Ему в ответ раздались короткие гудки. Телефонный провод, только что натянутый до пятой октавы, с облегчением провис. Больше октав нет. Если б Настя не бросила трубку, провод бы просто порвался.

- “Когда я тебя на руках унесу туда, где найти не возможно”? - прошептал Вадим, набирая номер отца. На сей раз номер прямого выхода - мимо секретарши, автоответчиков и прочего хлама, номер, о котором знали лишь члены семьи.

3

Илью Павловича Романова врасплох было не застать. Эта старая лиса уже две недели готовилась к обороне, теперь же, после утреннего звонка какого-то прохиндея, президент фирмы принял необходимые меры безопасности: удвоил число телохранителей, поставил на телефон записывающее устройство, надел под пиджак кобуру, воткнул в нее «макарова», ну, и так далее.

Когда с лица земли уходят народные упыри и кумиры, наблюдается удивительная тенденция предчувствия конца света. Сталина оплакивали хором, боялись, что осиротеем. Что будет хуже. А выяснилось, что хуже некуда. Полицая не оплакивали, но механизм ожидания конца света сработал безотказно. Будучи человеком дальновидным, Романов старший не мог не догадываться, что у его мальчика Пола есть враги, что их "тьма": практически всех, кого знал Полицай, можно было считать его потенциальными врагами. Пока он жил, его биоэнергетическое поле пропитывало вокруг чудовища воздух и создавало зону священной неприкосновенности. Даже мысленной неприкосновенности. Ведь не бывает ничего тайного... И враг дремал, враг не подозревал, что хуже некуда. Однако стоило конторе Романовых осиротеть, как она осталась без этой чудодейственной зоны биоэнергетической самообороны. И что теперь делает враг? Враг просыпается. Продирает глаза, вспоминает обиды, выкатывает счет и готовится к разборке. С папой. По счетчику сына.

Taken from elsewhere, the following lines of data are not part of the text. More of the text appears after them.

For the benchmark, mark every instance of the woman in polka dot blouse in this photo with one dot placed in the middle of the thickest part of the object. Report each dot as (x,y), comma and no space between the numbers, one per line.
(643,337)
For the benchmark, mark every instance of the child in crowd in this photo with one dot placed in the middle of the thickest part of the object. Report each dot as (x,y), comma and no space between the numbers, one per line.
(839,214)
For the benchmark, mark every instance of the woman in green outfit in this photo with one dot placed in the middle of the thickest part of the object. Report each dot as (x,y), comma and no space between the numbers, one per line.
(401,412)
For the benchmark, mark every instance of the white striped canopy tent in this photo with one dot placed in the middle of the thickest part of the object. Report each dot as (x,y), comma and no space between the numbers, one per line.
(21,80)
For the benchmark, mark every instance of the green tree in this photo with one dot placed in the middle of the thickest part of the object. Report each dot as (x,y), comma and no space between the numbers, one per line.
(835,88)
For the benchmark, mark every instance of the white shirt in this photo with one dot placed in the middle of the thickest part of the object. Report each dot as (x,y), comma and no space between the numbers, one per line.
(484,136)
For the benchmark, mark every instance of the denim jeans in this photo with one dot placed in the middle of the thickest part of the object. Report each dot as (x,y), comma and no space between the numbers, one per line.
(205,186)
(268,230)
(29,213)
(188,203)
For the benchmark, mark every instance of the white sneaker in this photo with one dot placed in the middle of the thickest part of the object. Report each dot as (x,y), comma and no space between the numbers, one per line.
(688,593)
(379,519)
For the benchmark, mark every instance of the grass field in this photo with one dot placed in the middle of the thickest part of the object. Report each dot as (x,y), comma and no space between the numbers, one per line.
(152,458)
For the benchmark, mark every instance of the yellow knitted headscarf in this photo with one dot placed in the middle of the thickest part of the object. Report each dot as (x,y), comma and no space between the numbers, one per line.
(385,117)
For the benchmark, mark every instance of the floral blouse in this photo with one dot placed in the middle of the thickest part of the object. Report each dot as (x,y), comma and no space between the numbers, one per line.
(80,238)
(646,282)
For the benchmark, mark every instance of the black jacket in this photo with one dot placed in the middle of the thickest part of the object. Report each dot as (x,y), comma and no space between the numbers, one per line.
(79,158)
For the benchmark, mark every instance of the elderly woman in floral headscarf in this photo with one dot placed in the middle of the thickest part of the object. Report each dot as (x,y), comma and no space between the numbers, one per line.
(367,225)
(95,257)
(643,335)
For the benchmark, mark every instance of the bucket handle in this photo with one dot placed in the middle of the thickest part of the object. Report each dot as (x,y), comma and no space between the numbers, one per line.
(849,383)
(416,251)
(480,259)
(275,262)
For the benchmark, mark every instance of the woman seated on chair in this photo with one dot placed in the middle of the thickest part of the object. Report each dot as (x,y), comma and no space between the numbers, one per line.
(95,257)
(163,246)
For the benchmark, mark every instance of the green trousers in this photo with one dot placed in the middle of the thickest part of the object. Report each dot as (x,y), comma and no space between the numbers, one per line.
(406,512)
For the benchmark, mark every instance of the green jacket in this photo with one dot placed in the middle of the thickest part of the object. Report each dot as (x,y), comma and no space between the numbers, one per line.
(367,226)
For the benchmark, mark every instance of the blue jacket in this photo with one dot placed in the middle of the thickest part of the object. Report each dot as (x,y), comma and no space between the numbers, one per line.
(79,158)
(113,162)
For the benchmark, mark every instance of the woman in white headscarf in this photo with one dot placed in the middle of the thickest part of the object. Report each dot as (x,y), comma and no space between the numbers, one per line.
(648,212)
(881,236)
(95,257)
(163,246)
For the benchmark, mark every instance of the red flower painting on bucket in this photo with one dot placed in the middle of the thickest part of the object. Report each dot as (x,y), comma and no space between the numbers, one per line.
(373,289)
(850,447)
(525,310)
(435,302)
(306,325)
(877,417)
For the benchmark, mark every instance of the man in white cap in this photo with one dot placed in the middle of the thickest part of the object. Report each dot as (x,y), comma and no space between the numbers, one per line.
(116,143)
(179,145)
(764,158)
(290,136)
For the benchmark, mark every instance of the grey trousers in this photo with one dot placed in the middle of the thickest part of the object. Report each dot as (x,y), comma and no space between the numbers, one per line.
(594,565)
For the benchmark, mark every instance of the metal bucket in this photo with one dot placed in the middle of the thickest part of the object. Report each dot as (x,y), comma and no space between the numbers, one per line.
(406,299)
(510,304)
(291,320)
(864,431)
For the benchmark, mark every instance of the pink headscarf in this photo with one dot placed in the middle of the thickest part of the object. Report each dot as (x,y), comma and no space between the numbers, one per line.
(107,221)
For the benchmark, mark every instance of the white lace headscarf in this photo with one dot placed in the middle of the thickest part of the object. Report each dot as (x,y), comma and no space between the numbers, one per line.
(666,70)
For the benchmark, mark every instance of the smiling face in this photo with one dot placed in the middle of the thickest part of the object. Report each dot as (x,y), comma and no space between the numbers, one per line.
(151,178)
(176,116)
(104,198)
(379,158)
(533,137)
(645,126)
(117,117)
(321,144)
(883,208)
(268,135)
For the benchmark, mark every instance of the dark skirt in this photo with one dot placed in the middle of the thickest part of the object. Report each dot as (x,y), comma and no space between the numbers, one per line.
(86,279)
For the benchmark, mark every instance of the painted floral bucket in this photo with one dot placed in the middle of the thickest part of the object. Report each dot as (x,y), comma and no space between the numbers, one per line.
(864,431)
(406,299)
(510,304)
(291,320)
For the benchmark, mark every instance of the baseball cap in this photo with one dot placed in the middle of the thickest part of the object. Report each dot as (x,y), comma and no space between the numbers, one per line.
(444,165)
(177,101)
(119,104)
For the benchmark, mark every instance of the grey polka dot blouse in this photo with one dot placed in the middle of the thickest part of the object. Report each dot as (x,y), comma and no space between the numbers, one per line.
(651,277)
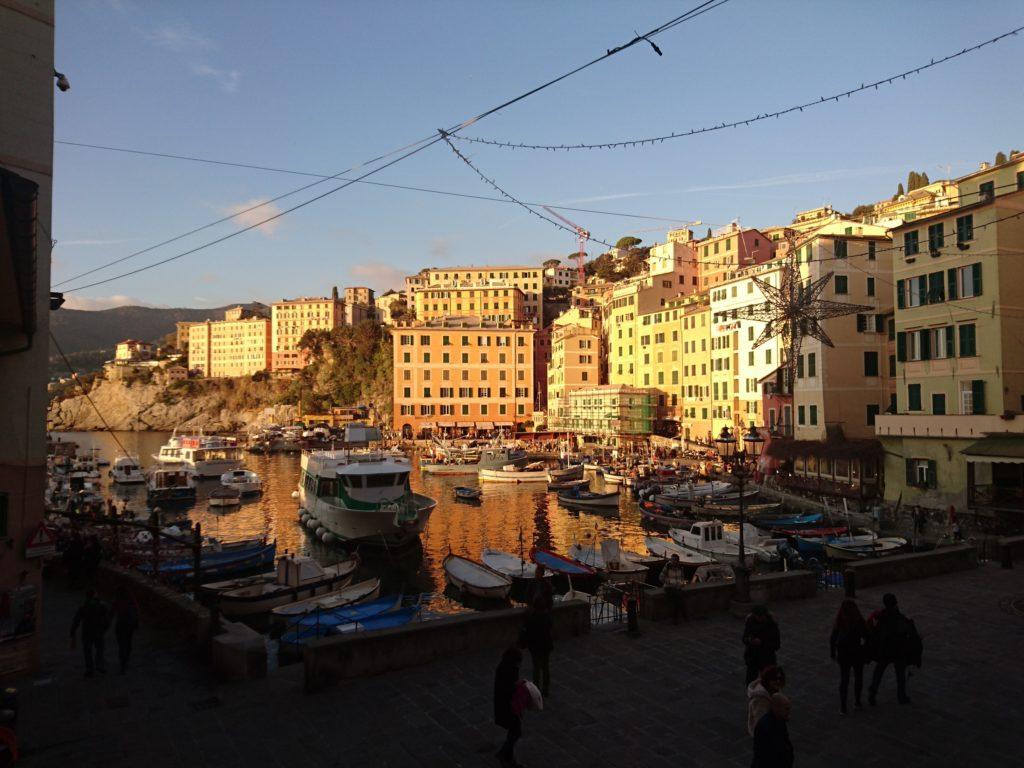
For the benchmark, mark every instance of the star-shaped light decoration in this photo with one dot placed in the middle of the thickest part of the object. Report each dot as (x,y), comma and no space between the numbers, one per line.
(794,311)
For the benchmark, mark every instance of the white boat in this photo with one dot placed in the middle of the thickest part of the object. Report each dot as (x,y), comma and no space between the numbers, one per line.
(536,472)
(350,595)
(665,548)
(127,471)
(610,560)
(507,563)
(708,537)
(297,579)
(360,495)
(244,480)
(476,579)
(224,497)
(206,456)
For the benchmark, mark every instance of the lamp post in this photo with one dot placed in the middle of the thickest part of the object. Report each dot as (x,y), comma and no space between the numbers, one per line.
(741,464)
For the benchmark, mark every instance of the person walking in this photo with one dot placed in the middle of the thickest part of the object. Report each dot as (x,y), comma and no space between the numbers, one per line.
(891,638)
(761,642)
(125,624)
(506,681)
(759,693)
(674,579)
(92,617)
(538,639)
(846,645)
(772,748)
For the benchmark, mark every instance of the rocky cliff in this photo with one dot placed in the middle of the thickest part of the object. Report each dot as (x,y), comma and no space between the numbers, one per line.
(219,406)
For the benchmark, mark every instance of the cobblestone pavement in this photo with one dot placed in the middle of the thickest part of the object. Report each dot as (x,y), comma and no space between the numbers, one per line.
(673,696)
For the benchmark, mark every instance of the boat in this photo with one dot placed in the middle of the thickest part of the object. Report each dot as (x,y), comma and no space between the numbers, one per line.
(466,494)
(224,497)
(536,472)
(127,471)
(665,548)
(468,460)
(360,496)
(840,550)
(475,578)
(244,480)
(206,456)
(583,498)
(297,578)
(511,565)
(167,486)
(708,537)
(608,558)
(351,594)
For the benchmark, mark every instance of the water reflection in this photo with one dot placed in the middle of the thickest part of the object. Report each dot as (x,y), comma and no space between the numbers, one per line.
(509,517)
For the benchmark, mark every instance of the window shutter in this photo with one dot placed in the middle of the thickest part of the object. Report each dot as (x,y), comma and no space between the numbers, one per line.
(978,395)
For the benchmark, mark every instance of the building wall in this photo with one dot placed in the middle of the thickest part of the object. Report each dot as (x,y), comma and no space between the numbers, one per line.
(462,374)
(290,320)
(27,92)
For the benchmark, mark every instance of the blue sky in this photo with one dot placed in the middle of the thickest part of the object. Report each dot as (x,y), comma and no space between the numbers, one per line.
(320,87)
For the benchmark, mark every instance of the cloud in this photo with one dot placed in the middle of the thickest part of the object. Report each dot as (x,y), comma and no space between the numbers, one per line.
(227,79)
(254,216)
(93,303)
(379,274)
(179,37)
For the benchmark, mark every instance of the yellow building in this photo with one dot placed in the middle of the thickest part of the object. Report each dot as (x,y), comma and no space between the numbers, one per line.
(223,348)
(292,317)
(454,375)
(496,302)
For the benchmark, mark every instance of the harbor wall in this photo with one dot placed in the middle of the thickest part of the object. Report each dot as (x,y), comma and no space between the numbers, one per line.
(700,600)
(331,659)
(894,568)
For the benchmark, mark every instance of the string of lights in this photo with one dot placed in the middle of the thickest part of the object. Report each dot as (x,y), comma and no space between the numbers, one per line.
(751,120)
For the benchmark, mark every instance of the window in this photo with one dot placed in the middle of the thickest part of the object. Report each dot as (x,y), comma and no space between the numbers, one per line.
(872,411)
(913,396)
(965,228)
(968,340)
(870,364)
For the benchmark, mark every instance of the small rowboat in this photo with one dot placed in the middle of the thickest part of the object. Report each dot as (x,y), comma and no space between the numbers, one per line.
(466,494)
(476,579)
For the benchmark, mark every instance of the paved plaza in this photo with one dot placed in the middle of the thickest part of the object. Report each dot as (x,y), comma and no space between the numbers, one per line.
(673,696)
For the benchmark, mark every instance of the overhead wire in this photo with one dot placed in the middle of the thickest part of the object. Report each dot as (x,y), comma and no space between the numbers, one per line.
(633,142)
(419,145)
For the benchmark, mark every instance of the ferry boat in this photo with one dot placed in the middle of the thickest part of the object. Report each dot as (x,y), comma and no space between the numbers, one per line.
(206,456)
(360,496)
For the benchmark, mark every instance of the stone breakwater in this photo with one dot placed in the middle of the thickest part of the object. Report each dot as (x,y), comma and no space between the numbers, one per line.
(210,406)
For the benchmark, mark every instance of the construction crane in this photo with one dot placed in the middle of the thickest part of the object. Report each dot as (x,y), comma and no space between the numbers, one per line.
(582,235)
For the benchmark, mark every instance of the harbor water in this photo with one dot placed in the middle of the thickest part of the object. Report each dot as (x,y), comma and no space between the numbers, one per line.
(509,517)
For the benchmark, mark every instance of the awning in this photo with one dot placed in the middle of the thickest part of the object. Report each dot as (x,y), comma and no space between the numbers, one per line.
(1005,448)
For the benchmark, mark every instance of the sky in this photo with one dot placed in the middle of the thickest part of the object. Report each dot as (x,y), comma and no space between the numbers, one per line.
(323,86)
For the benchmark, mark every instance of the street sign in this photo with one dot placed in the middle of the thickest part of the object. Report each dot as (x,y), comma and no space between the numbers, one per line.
(41,543)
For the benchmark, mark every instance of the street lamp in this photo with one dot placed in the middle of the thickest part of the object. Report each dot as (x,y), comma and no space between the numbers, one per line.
(741,464)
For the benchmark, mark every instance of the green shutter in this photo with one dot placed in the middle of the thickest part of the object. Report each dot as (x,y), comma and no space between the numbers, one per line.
(978,395)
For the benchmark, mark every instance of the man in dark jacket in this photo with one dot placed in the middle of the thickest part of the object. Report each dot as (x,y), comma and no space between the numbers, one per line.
(889,639)
(93,620)
(761,641)
(772,748)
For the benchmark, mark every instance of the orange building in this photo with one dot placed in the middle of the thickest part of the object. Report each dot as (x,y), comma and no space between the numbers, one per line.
(454,375)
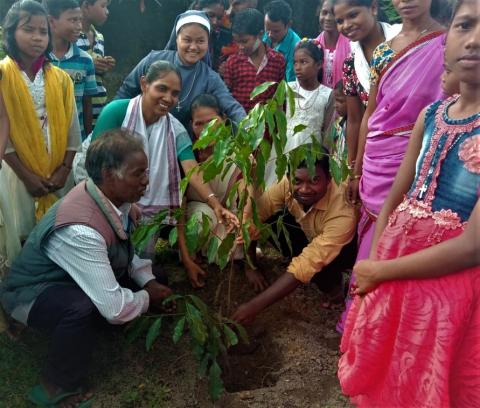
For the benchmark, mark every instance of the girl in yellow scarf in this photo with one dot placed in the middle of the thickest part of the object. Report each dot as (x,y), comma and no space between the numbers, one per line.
(43,125)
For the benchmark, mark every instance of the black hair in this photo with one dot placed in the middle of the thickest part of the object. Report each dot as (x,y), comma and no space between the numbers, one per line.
(56,7)
(159,69)
(201,4)
(322,162)
(206,101)
(248,21)
(315,51)
(278,10)
(455,7)
(19,10)
(110,152)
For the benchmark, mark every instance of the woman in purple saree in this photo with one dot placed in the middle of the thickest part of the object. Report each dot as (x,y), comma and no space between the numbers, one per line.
(402,84)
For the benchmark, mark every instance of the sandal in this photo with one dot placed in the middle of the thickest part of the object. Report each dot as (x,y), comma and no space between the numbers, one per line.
(38,396)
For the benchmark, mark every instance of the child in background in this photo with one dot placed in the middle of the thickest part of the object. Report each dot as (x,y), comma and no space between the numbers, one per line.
(450,82)
(339,126)
(314,103)
(65,18)
(42,124)
(204,109)
(412,337)
(94,14)
(255,63)
(279,35)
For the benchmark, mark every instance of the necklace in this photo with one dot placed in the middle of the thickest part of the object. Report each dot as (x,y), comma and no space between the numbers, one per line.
(179,104)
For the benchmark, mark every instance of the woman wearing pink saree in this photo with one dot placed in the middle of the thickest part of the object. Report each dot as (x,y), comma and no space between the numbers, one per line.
(403,82)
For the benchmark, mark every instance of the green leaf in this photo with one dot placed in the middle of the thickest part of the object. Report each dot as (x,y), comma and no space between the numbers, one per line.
(281,166)
(186,180)
(242,333)
(213,249)
(200,304)
(136,328)
(178,330)
(191,233)
(287,237)
(231,194)
(143,234)
(246,234)
(224,250)
(291,101)
(205,231)
(220,151)
(209,134)
(261,89)
(203,366)
(215,383)
(153,333)
(231,338)
(173,237)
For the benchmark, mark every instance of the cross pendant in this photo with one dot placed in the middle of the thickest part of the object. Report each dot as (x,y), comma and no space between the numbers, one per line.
(422,190)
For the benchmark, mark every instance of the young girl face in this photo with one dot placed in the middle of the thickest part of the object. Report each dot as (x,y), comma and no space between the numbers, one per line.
(160,95)
(462,52)
(201,116)
(192,43)
(306,68)
(355,22)
(326,18)
(31,36)
(412,9)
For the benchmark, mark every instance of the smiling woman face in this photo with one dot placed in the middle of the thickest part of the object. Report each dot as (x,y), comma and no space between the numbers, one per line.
(160,95)
(192,43)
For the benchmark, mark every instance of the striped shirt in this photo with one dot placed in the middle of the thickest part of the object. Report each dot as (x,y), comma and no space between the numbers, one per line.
(95,50)
(79,65)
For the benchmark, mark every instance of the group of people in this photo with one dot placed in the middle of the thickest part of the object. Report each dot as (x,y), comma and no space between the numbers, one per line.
(400,104)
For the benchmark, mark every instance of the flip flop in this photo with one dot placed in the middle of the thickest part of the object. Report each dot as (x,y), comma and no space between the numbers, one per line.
(38,395)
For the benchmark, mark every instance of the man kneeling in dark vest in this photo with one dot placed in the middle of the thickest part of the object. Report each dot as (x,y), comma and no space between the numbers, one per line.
(71,265)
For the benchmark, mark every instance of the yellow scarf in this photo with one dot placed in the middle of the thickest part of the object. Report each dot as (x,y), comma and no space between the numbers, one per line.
(25,132)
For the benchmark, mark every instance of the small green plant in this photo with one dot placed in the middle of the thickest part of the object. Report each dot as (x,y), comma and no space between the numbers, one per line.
(246,147)
(211,335)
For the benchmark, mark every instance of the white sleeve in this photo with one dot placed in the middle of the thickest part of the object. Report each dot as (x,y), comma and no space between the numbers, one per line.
(82,253)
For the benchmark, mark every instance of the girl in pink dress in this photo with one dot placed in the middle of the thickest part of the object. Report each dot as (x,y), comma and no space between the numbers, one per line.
(414,339)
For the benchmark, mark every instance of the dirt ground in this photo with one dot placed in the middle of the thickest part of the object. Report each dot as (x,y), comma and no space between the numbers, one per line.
(291,361)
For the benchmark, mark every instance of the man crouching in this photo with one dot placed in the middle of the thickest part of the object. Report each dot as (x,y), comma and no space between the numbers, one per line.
(70,267)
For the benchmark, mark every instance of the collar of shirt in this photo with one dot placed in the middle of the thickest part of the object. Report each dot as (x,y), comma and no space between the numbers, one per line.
(73,51)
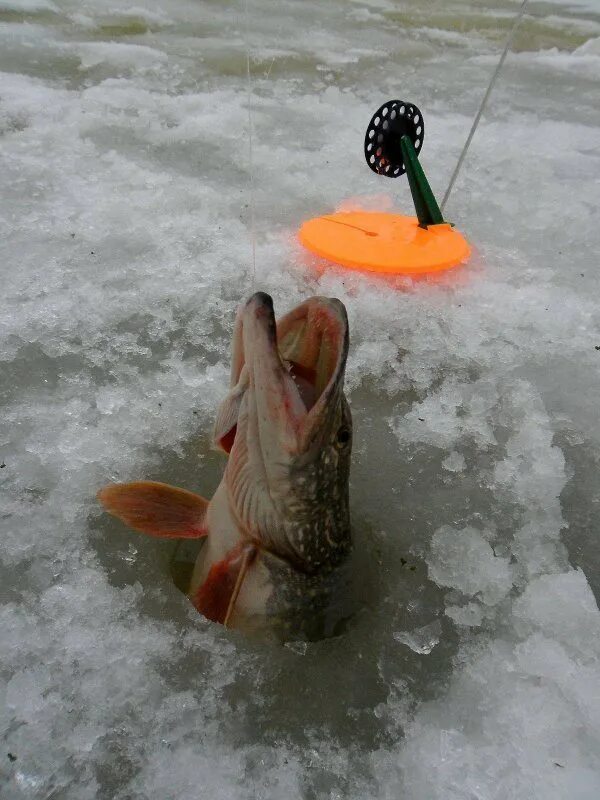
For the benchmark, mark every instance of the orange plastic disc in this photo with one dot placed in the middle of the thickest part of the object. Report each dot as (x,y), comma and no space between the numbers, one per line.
(388,243)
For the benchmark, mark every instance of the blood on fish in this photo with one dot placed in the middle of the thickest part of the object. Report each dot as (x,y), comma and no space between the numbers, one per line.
(227,441)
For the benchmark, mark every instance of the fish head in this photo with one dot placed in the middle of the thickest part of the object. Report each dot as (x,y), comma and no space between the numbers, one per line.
(288,430)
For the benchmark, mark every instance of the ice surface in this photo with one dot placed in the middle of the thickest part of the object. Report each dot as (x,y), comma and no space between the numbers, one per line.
(125,249)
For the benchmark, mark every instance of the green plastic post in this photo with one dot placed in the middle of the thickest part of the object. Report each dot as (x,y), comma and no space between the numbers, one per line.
(426,205)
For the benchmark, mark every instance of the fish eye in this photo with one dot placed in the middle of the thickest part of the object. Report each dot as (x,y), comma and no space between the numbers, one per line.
(343,436)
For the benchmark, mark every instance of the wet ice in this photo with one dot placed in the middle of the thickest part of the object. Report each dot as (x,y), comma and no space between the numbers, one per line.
(125,251)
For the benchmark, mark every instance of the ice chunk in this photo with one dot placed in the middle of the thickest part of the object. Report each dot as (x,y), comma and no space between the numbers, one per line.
(464,560)
(470,614)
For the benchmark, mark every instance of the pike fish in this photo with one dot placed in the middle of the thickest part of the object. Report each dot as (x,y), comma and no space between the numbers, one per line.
(277,530)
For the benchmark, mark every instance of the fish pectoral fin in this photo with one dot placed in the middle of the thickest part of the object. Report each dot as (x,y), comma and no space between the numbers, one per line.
(216,597)
(157,509)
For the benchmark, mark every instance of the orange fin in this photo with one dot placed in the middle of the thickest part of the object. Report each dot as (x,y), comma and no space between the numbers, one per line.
(217,595)
(228,413)
(157,509)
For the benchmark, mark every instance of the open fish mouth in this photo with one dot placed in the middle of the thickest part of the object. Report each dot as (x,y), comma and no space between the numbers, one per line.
(295,367)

Палыч готовился принять удар. Утренняя информация о том, что "Полицая убили", была воспринята им как сигнал к началу военных действий. Теперь главной проблемой Романова старшего становилась задача скорейшего разрешения двух популярных вопросов своего времени: "Какие силы за «этим» стоят?" и "Кому «все это» выгодно?"